Fuck, fuck, fuck. The world had crumbled beneath my feet a second time. Whatever tiny victory I had over Sara changed nothing.

  “You let me do that,” I whispered.

  “It . . . was the . . . only . . . way.”

  Her words came out breathless and halting—my blow had not been a light one. I wanted to laugh at her predicament, but I was weeping too hard.

  Saúl. Oh, god. Saúl.

  So many times Sara had turned aside my questions with outrageous replies, had pretended to misunderstand or simply refused to speak. This time, no. This time she told the truth. A blow as direct and hard as mine.
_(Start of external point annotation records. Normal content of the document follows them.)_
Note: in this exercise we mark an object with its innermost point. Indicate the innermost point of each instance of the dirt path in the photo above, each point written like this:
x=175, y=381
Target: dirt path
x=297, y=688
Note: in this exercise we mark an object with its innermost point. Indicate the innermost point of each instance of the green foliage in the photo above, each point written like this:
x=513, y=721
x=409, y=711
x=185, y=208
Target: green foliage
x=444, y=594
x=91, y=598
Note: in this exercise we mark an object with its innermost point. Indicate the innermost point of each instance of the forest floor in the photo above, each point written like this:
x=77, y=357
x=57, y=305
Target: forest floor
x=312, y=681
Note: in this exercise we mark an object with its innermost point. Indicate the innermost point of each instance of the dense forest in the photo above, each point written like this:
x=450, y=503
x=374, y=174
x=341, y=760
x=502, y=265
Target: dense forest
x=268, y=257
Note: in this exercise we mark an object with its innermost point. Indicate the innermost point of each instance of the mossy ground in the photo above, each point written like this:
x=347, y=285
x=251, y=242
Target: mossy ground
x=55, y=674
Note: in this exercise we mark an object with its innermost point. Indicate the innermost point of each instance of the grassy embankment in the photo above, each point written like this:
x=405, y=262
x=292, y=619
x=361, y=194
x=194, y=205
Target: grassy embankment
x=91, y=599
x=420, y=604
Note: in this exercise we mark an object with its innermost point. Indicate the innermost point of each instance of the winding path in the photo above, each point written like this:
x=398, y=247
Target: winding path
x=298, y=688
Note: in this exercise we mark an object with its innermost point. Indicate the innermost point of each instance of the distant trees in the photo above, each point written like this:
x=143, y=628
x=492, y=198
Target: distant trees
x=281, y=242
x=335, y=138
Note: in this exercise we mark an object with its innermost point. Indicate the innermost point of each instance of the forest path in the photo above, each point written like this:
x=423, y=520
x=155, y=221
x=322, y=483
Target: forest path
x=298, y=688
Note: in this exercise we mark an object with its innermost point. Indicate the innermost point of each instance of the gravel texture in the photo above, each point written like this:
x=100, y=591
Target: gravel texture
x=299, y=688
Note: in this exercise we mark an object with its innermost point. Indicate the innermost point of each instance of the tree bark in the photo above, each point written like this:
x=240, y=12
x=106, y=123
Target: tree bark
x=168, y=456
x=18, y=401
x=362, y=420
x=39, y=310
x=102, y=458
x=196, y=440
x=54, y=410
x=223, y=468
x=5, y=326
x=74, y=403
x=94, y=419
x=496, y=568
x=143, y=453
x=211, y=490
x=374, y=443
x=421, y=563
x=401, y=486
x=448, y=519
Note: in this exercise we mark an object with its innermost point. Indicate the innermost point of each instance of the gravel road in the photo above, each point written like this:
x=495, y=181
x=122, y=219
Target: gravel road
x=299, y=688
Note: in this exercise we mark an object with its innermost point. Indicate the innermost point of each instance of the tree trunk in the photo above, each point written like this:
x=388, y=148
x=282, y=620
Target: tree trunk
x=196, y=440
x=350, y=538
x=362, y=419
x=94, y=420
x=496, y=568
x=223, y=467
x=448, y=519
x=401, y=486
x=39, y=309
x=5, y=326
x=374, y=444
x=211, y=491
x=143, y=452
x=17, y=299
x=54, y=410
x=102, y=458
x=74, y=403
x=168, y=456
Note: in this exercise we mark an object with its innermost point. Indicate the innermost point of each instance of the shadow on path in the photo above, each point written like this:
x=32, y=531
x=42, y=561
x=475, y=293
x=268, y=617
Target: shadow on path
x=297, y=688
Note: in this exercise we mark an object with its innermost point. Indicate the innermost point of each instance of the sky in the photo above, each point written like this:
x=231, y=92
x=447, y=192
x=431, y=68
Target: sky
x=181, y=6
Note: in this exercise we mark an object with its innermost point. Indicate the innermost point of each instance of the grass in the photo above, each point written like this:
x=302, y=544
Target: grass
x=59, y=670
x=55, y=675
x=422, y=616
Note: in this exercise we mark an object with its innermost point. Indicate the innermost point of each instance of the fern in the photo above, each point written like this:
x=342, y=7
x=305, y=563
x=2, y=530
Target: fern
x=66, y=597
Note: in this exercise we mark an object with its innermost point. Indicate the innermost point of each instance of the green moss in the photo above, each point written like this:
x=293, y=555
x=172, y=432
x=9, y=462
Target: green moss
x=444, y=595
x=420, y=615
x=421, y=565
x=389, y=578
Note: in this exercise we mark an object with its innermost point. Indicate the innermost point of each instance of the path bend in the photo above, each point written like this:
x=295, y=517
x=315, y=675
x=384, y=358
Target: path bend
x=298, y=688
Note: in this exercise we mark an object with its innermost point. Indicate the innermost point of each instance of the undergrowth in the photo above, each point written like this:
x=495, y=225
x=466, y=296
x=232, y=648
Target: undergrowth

  “How . . . how did he die?”

  Sara lowered herself to the floor next to me. Close, but not touching. “The official report calls it an accident,” she said.

  An accident. War spawned accidents by the thousands. But something about Sara’s tone pricked a hole in my grief.

  “What do you mean?” I said. “Tell me what happened.”

  The incident started with the weekly trip to Decatur, she told me. Captain Martínez had set off at four p.m. on Thursday in a company jeep, accompanied by a second medical officer, Captain Mayhew, and Corporal Ayers, the company supply clerk.

  “Ayers took the wheel,” Sara said. “They had just crossed Route 159 and were headed for U.S. 55 when she lost control of their vehicle and the jeep crashed into a ditch. They were not discovered for several hours after the accident, when they failed to report as expected in Decatur. Captain Mayhew died immediately of a broken neck. Corporal Ayers remains in a coma as of this morning. Her condition is guarded. Captain Martínez survived the crash with a broken femur and a concussion, but died Sunday morning from complications. The report came to me today, just after you left for work.”

  I pressed my forehead to the wooden floor. Saúl dead. And Mayhew, too—a man with so little imagination that he had often driven me into a fury, but who was nonetheless dedicated to his patients. Corporal Ayers. That snotty little girl. She used to talk racist trash with her friends when she thought no one else could overhear. I grieved for her, too. I didn’t want to, but I did.